Lo anterior explica suficientemente la necesidad de los planes de restauración del potencial estadounidense: Plan americano de rescate, Plan de empleo americano y Plan familiar anunciados por el presidente Biden, por un monto de más de 6,5 millones de millones de dólares, que debían ser ejecutados con productos obtenidos por el mundo y  financiados mediante el endeudamiento, según puede verse en la página web de la Casa Blanca: «Construyendo cadenas de suministro resilientes, revitalizando la manufactura americana, y fomentando el crecimiento de base amplia», y parcialmente mediante el aumento de la carga impositiva a los más ricos. Planes todos que ya han debido ser reducidos y postergados (inclúyase aquí el aumento de la tarifa salarial horaria prometido por Biden) por no contar con el apoyo suficiente de la élite republicana.

La reunión del G-7 se completó con la Cumbre de la OTAN (30 países) en la que, por supuesto, junto con la afirmación de Biden de que EE. UU. estaba de vuelta, y el consenso sobre la necesidad de incrementar la financiación conjunta de operaciones militares, no hubo reparos en considerar a Rusia como «el enemigo principal», sobre lo que el secretario general de la organización, Jens Stoltenberg, señaló que las relaciones se encontraban en su punto más bajo desde la Guerra Fría, y que constituía una amenaza para la seguridad de la alianza.

También China se convirtió en protagonista de la reunión pues, según Stoltenberg, la nación asiática «está ampliando rápidamente su arsenal con más cabezas nucleares y un número mayor de sistemas de lanzamiento sofisticados. Es opaca en la modernización militar, (y) está cooperando con Rusia, incluso con ejercicios en el área euroatlántica».

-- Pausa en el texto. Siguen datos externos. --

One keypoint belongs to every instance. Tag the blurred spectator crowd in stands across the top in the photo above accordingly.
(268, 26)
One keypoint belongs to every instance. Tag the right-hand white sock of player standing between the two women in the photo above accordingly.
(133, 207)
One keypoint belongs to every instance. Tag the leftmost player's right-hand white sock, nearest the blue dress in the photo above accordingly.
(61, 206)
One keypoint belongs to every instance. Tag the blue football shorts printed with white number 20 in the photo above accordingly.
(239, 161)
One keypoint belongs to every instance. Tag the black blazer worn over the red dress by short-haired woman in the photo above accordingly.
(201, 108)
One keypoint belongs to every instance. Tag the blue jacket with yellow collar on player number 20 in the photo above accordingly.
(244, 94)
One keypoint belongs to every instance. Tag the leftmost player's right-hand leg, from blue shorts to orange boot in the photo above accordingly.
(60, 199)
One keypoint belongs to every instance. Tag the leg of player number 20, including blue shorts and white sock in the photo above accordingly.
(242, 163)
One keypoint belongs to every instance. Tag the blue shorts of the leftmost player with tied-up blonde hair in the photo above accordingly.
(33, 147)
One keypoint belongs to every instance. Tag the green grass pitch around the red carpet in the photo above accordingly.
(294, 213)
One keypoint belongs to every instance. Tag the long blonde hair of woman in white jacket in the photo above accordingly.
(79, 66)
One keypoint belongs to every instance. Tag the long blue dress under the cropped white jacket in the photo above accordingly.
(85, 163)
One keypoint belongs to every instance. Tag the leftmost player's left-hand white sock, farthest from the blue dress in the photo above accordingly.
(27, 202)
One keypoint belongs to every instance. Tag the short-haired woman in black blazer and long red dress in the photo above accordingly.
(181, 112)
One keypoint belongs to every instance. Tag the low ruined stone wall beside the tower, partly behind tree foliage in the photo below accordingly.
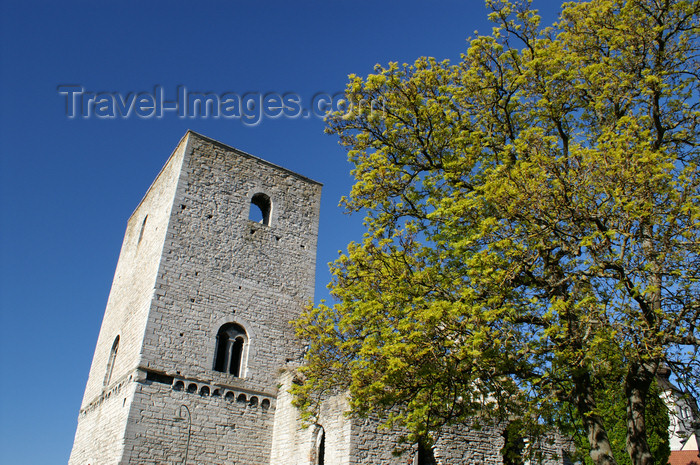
(364, 441)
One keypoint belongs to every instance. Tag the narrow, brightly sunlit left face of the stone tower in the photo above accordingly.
(102, 418)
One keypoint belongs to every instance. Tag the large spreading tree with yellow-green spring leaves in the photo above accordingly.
(532, 233)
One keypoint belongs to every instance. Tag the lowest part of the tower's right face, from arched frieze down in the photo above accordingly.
(223, 428)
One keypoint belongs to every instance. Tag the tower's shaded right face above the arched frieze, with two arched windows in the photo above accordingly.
(220, 267)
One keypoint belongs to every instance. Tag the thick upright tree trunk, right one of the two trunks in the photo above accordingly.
(637, 383)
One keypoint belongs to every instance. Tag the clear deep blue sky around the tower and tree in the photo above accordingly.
(67, 186)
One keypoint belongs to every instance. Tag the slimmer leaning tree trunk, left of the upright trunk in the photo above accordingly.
(601, 452)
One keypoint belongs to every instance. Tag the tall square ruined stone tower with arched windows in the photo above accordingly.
(196, 327)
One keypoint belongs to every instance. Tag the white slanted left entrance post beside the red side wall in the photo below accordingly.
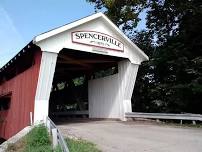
(46, 73)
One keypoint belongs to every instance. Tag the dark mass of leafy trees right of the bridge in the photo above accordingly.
(172, 80)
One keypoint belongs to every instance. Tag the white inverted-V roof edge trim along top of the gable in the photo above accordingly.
(69, 26)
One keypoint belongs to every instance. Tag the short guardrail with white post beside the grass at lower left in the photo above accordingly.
(57, 136)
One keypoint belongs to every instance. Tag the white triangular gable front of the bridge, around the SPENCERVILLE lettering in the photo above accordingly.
(63, 37)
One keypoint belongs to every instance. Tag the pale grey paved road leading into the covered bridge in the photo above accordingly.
(112, 136)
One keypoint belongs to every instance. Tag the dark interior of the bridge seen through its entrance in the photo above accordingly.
(69, 95)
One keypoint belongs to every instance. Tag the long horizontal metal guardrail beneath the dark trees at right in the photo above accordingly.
(186, 116)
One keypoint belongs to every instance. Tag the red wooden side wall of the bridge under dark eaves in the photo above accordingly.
(18, 84)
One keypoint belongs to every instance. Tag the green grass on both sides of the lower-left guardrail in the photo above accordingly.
(38, 140)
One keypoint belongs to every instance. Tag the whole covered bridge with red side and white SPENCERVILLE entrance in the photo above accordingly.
(88, 66)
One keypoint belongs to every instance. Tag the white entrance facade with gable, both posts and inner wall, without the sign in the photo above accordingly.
(109, 97)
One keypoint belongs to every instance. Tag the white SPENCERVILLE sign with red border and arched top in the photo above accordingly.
(93, 38)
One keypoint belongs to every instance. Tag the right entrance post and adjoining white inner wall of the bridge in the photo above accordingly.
(110, 97)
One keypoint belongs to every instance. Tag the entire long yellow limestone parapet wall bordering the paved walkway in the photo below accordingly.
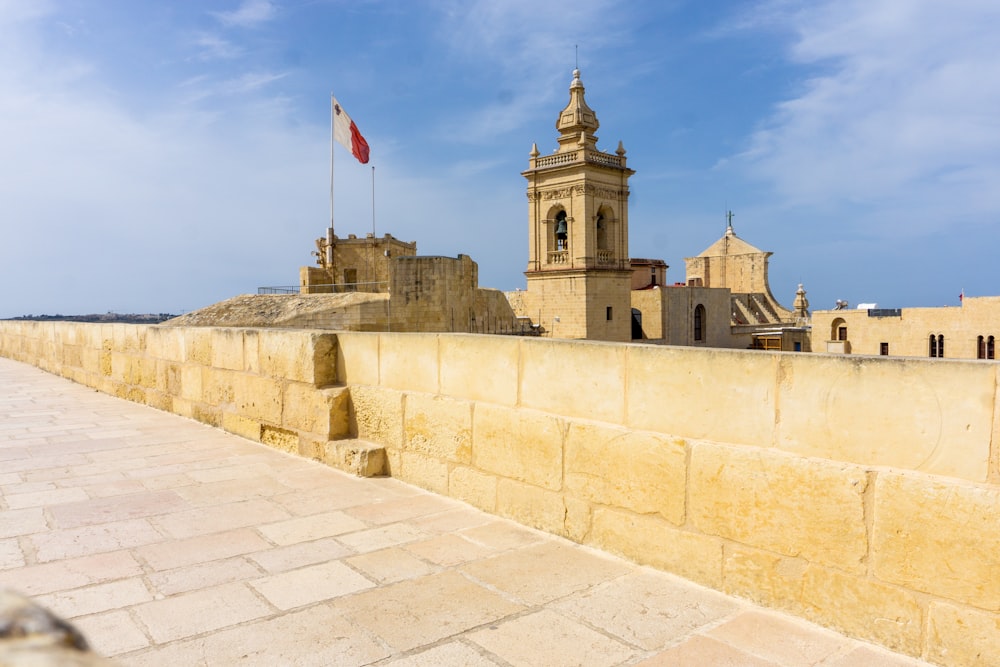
(861, 493)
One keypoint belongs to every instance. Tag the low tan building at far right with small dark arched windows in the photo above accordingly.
(969, 331)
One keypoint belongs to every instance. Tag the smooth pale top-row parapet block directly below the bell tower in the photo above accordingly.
(579, 379)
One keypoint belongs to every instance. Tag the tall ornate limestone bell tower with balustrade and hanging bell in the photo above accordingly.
(578, 275)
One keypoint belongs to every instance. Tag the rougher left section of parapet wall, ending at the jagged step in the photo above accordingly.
(275, 386)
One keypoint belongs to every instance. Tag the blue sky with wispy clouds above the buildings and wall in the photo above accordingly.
(159, 157)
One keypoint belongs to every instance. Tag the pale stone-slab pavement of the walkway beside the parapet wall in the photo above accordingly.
(168, 542)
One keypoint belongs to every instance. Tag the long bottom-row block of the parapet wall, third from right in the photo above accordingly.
(652, 541)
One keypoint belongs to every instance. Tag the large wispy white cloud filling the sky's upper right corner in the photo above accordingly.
(901, 115)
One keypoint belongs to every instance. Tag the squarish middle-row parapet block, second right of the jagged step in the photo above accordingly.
(438, 427)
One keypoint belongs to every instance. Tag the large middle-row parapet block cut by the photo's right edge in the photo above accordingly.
(922, 537)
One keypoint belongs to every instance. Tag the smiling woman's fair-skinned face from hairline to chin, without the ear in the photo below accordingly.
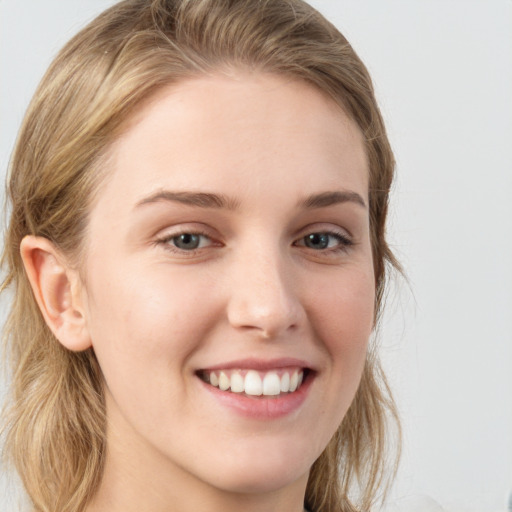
(229, 248)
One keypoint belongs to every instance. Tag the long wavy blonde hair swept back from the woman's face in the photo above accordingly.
(54, 426)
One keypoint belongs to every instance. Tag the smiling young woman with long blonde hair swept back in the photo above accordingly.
(197, 251)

Y aunque no haya sorpresas en la coincidencia entre lo reseñado de la reunión de la OTAN, con el Comunicado de la Casa Blanca del 13 de junio, Revitalizando la alianza trasatlántica, ni con el llamamiento de Biden sobre «el aumento del poder global de Beijing en tanto constituye un desafío de seguridad que está tratando de socavar el sistema global basado en reglas», sí disparan alarmas las continuas provocaciones de la OTAN, que luego de la reunión se han incrementado y han conducido al mundo a una segunda y aún más peligrosa Guerra Fría.